The 2006 mandate requires nearly everyone to have health insurance, coverage the law's framers hoped would encourage the insured to visit primary care doctors for minor illnesses.

Several physicians and policy makers said the state information, along with other new data from Harvard researchers, suggests that emergency room crowding and rising costs will not be solved by providing people with health insurance alone, despite optimistic talk by politicians who advocated for the law.

What is needed, they said, are more primary care doctors and nurses, and a new payment system that encourages intense monitoring of patients with diabetes, asthma, and other chronic illnesses.

"Just because you have insurance doesn't mean there's a [primary care] physician who can see you," said Dr. Sandra Schneider, vice president of the American College of Emergency Physicians, which, like other national groups, is closely watching the Massachusetts experiment. "I am not surprised at all that visits went up."

During the college's annual conference in Washington, D.C., this week, Dr. Peter Smulowitz, an emergency room physician at Beth Israel Deaconess Medical Center, presented preliminary, but more recent, data showing that ER visits at six Boston-area hospitals grew between 2006 and 2008, despite a steep drop in the number of uninsured residents. As a result, Smulowitz said, he is convinced that the uninsured are not causing emergency room crowding and overuse and that the solutions are far more complicated than simply providing health insurance coverage.

"We have to pay primary care doctors what they're worth and increase the network for primary care from doctors and other providers," he said. "It's going to take a lot of money up front to change this. But do we have any other choice?"

In the emergency room where Smulowitz headed to work yesterday afternoon, for example, patients with congestive heart failure sometimes arrive with severe shortness of breath or swelling of their legs. Some of these visits could be prevented, he and others believe, if primary care doctors had time to monitor these patients more closely.

Massachusetts' pioneering experiment with near-universal healthcare is under growing scrutiny, as President Obama calls for an affordable, universal coverage plan that draws heavily from the state's law. National policy makers are eager for evidence about the law's impact and to know whether it is improving residents' health. They also want to know whether Massachusetts is able to control the cost of state-subsidized plans, a goal officials are struggling to meet.

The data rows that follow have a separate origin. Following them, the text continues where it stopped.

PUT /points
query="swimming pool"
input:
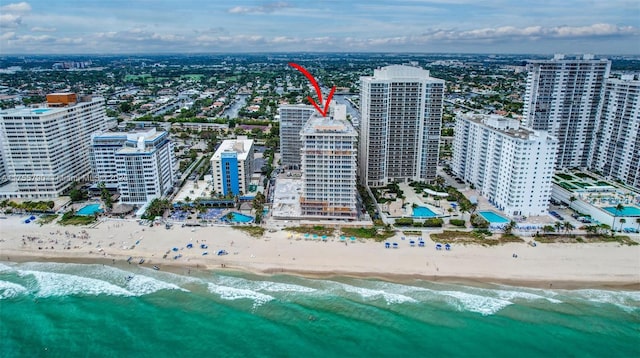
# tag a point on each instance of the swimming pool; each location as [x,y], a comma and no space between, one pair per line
[89,209]
[493,218]
[423,212]
[239,218]
[627,211]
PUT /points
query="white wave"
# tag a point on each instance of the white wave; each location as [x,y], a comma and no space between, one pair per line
[143,285]
[475,303]
[366,293]
[59,284]
[11,290]
[627,300]
[523,295]
[232,293]
[267,286]
[5,268]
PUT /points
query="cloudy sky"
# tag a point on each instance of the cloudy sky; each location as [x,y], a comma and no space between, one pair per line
[189,26]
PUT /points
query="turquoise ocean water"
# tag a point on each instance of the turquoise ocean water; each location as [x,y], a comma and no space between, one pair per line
[76,310]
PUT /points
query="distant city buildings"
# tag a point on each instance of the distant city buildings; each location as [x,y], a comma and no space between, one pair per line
[292,119]
[46,149]
[329,167]
[139,164]
[401,109]
[562,97]
[615,149]
[509,165]
[232,166]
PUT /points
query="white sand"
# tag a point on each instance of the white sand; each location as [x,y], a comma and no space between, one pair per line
[563,265]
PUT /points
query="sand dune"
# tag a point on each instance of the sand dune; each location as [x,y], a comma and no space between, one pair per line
[560,265]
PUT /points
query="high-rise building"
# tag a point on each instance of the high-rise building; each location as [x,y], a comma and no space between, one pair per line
[328,164]
[140,165]
[401,109]
[615,149]
[292,118]
[46,149]
[232,166]
[509,165]
[562,97]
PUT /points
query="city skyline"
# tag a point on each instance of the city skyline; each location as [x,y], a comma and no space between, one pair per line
[38,27]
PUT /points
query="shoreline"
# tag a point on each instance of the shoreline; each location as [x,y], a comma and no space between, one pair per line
[111,242]
[184,268]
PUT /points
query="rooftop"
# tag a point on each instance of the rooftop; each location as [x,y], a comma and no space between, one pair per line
[241,146]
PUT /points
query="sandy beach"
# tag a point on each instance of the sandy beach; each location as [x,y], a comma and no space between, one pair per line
[607,265]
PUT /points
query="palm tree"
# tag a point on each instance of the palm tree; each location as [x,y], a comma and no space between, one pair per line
[619,210]
[568,227]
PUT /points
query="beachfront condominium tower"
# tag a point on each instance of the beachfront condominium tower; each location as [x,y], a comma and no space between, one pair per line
[615,150]
[46,149]
[401,109]
[510,165]
[562,97]
[328,165]
[232,166]
[292,118]
[140,164]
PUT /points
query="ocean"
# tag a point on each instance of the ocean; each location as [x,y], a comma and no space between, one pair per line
[82,310]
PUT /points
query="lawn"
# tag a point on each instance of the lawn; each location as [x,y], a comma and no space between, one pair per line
[255,231]
[77,220]
[313,230]
[45,219]
[472,237]
[367,233]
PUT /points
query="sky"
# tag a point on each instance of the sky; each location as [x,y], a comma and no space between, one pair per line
[213,26]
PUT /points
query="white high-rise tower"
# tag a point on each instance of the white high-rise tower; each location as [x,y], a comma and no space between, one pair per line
[400,129]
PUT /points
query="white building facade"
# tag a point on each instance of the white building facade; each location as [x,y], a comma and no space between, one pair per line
[292,118]
[615,150]
[329,167]
[232,166]
[46,149]
[141,165]
[562,97]
[401,109]
[509,165]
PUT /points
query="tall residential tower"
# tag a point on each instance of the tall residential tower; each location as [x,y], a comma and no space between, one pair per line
[562,97]
[292,118]
[401,109]
[509,165]
[328,164]
[615,150]
[46,149]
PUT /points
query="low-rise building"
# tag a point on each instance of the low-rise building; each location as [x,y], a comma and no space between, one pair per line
[511,166]
[232,166]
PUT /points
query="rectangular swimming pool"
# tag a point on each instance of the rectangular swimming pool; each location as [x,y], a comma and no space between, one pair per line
[493,218]
[423,212]
[626,211]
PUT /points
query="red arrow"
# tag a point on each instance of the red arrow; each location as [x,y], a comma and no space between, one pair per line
[313,81]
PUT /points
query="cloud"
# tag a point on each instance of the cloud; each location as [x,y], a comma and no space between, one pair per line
[21,7]
[12,14]
[43,29]
[263,9]
[10,20]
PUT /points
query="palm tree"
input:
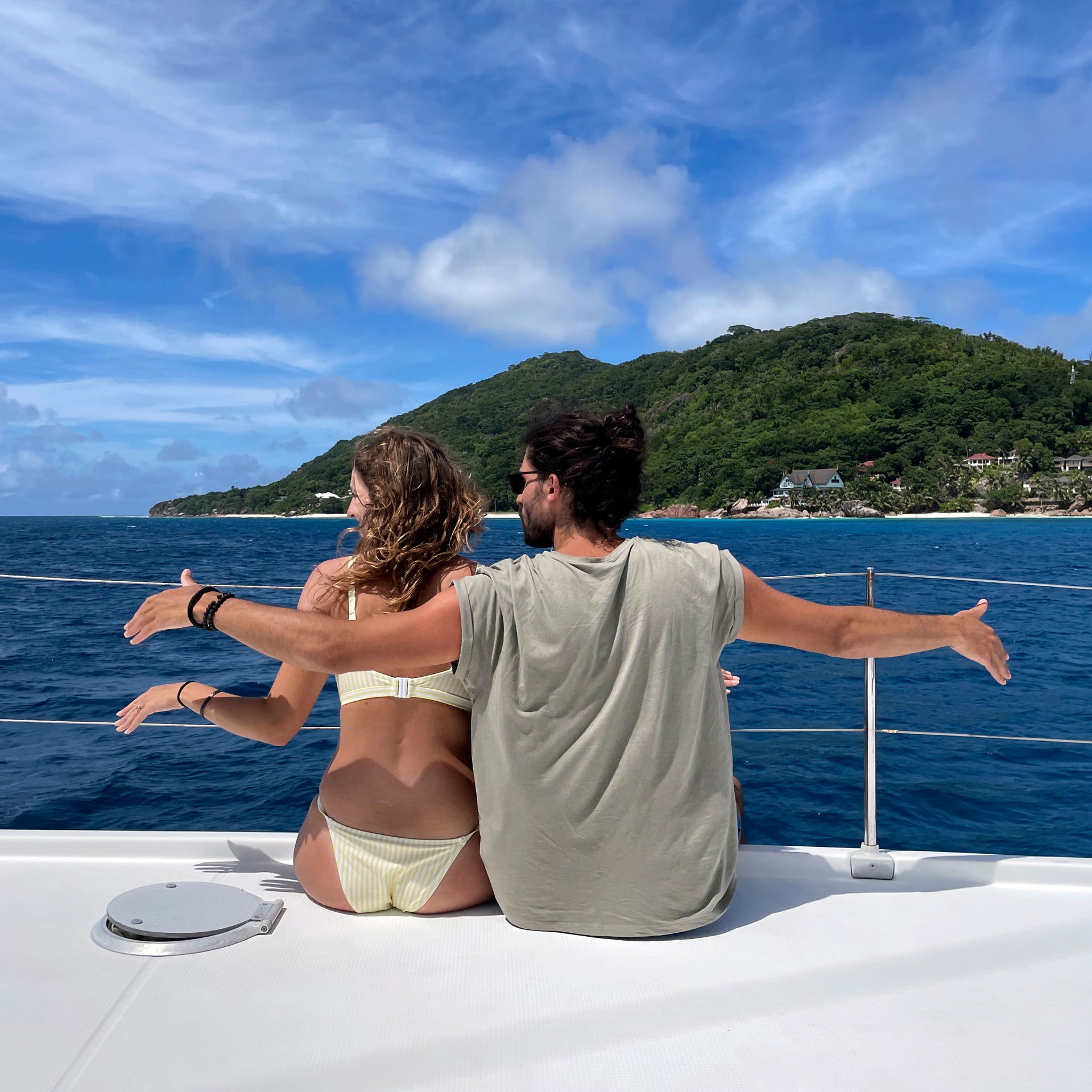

The state's emergency room data are for the two fiscal years, ending September 2007. The state began enrolling residents in Commonwealth Care, the state-subsidized insurance plan, in October 2006; all residents were mandated to have health insurance by July 1, 2007. The state's data include ER visits for patients who were discharged from the emergency room, not patients who were admitted.

"These are very early results," said Kate Nordahl, assistant commissioner for policy and research at the state Division of Health Care Finance and Policy, which collects the data and provided the results to the Globe. "I would caution you not to make any conclusions until we have 2008 data available."

Andrew Dreyfus, a senior vice president at Blue Cross and Blue Shield of Massachusetts, the state's largest insurer, agreed more information is needed but said the state's soaring emergency room costs - and healthcare costs generally - are not going to be solved by mandatory health insurance.

Blue Cross, which estimates that half its members' 650,000 emergency room visits a year are for conditions that could have been addressed by a primary care doctor, is increasing promotion of its 24-hour nurse hotline and taking other measures to reduce emergency room overuse. But ultimately, said Dreyfus, who also is a member of the state's payment reform panel, more dramatic changes are needed.

"The most important way to change patterns of care is to change payments and encourage primary care physicians and the health system to treat conditions early and actively to prevent patients from going to the ER in the first place," he said. "That's the next important reform we need in Massachusetts. It should be part of the legacy of the health insurance law."